Second, when these four ships are renewed upon their expiry in 2014-16, they will already be 20 years old each, meaning that these vessels are not the most fuel efficient, and Petronas will not renew them at the prevailing long-term time charter rate of US$65-70,000/day that owners of new vessels are asking for.
In short, we think that MISC may have to settle for a renewal time charter rate of some US$50,000/day for the four ships that are reaching the end of their current 20-year charter in 2014-16. This is only half the current rate of US$100,000/day that we think these ships are presently enjoying.
Separately, we are unclear if the three ships in 2017-18, that are also reaching the expiry of their current contracts will be renewed. We think that two will not be renewed, but one will be renewed at half the rate it is currently enjoying now.
The net result of 1) the renewal of contracts for five of the seven ships described above at half the present rates, and 2) the non-renewal for the remaining two ships, is the potential reduction of MISC’s LNG division revenue by 20% between 2013 (one year before the first expiry) and 2019 (one year after the last expiry). These are our own internal estimates, as MISC does not provide much detail.

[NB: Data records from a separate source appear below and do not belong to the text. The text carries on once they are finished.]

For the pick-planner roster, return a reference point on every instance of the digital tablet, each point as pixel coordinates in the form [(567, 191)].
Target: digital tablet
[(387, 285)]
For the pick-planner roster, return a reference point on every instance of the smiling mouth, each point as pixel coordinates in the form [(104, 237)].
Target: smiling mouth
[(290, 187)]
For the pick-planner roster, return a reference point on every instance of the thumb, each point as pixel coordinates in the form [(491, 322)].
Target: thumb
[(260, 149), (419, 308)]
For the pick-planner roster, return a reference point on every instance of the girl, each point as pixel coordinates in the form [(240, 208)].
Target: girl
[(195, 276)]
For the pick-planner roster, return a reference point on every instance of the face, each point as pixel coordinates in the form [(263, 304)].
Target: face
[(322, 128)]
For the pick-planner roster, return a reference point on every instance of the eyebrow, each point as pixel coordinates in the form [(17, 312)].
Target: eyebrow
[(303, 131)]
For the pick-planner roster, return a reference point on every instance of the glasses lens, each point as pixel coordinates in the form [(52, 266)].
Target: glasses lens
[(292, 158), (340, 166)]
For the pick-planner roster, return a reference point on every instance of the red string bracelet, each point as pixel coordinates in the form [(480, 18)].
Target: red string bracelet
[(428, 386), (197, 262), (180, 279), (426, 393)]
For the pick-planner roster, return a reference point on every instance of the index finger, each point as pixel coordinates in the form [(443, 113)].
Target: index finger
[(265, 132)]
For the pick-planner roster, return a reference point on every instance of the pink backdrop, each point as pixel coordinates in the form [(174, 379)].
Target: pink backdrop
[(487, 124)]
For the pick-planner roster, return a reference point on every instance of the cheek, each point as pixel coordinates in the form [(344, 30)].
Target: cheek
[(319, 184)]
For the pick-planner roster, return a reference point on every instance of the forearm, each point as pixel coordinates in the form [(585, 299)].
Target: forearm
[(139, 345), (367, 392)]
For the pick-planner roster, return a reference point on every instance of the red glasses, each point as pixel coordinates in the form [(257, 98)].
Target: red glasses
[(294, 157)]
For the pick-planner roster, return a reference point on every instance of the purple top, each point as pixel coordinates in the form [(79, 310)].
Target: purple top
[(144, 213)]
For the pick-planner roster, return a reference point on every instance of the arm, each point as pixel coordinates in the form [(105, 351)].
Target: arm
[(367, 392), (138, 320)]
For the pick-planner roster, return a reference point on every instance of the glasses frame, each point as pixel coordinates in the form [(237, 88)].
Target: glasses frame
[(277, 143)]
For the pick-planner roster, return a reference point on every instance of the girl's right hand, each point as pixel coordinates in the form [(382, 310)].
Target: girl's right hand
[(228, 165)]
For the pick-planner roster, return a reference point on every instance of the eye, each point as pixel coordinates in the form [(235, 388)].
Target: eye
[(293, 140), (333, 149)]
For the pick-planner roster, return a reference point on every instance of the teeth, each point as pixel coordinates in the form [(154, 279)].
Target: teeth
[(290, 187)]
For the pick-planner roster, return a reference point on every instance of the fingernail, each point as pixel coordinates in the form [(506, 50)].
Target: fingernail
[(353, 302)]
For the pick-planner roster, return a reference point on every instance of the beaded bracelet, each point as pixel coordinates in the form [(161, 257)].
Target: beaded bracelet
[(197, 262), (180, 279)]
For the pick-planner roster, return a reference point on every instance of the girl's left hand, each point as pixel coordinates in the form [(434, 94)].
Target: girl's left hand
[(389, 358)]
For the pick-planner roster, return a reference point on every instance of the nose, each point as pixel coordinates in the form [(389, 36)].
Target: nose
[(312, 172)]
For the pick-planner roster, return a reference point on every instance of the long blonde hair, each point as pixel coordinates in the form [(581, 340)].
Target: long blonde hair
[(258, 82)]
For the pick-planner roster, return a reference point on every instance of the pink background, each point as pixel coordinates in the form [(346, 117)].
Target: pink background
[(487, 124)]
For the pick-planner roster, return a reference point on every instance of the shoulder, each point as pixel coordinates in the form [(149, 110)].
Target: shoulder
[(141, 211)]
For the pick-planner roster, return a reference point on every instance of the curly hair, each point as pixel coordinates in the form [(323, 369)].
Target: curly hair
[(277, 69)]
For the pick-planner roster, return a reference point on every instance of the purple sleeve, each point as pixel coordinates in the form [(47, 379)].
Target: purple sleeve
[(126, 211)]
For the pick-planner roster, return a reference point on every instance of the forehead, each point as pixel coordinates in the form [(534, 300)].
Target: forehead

Therefore, MISC needs to sign the contracts for the eight new LNG ships in order to make up for the difference, and allow for growth in the LNG division earnings. Since this option has now been removed by Petronas, we expect MISC’s LNG division revenues and profits to start declining from 2014 onwards. Our model currently reflects stable LNG earnings until the end of our forecast period in 2015. As this assumption is now not likely to be reasonable, we will reflect the new realities in a future update.
Valuation and recommendation
We retain our Underperform recommendation on MISC, with an unchanged SOP of RM6.20. Our target price of RM4.35 is based on an unchanged 30% discount to the SOP, as we believe that there are few catalysts for the stock, and the petroleum tanker and chemical tanker businesses will continue to incur losses in the medium term – especially when the economic slowdown in China will moderate demand growth for crude oil and chemicals, and as the US continues to ramp up its domestic shale oil output that is replacing the import of sweet crude oil from overseas.
MISC’s share price has done well since the termination of the Petronas general offer, and the stock’s subsequent re-inclusion into the FBM KLCI in July. This stock hit a one-year high of RM5.85 on 23 July, narrowing the gap to its SOP of RM6.20 to only 5.6%. This was driven by investors' expectation that MISC’s earnings in the next 3-5 years will be boosted by the signing of the eight new LNG shipping contracts with Petronas. Since this assumption is no longer valid, and in the absence of any other catalysts, we believe that MISC’s share price should once again reflect a large discount to its underlying SOP. The share price dropped to as low as RM3.94 on 4 December 2012, or a 36% discount to SOP. We expect the stock to trade down in that direction, in view of the very unexpected twist in MISC’s relationship with its erstwhile supportive parent, Petronas.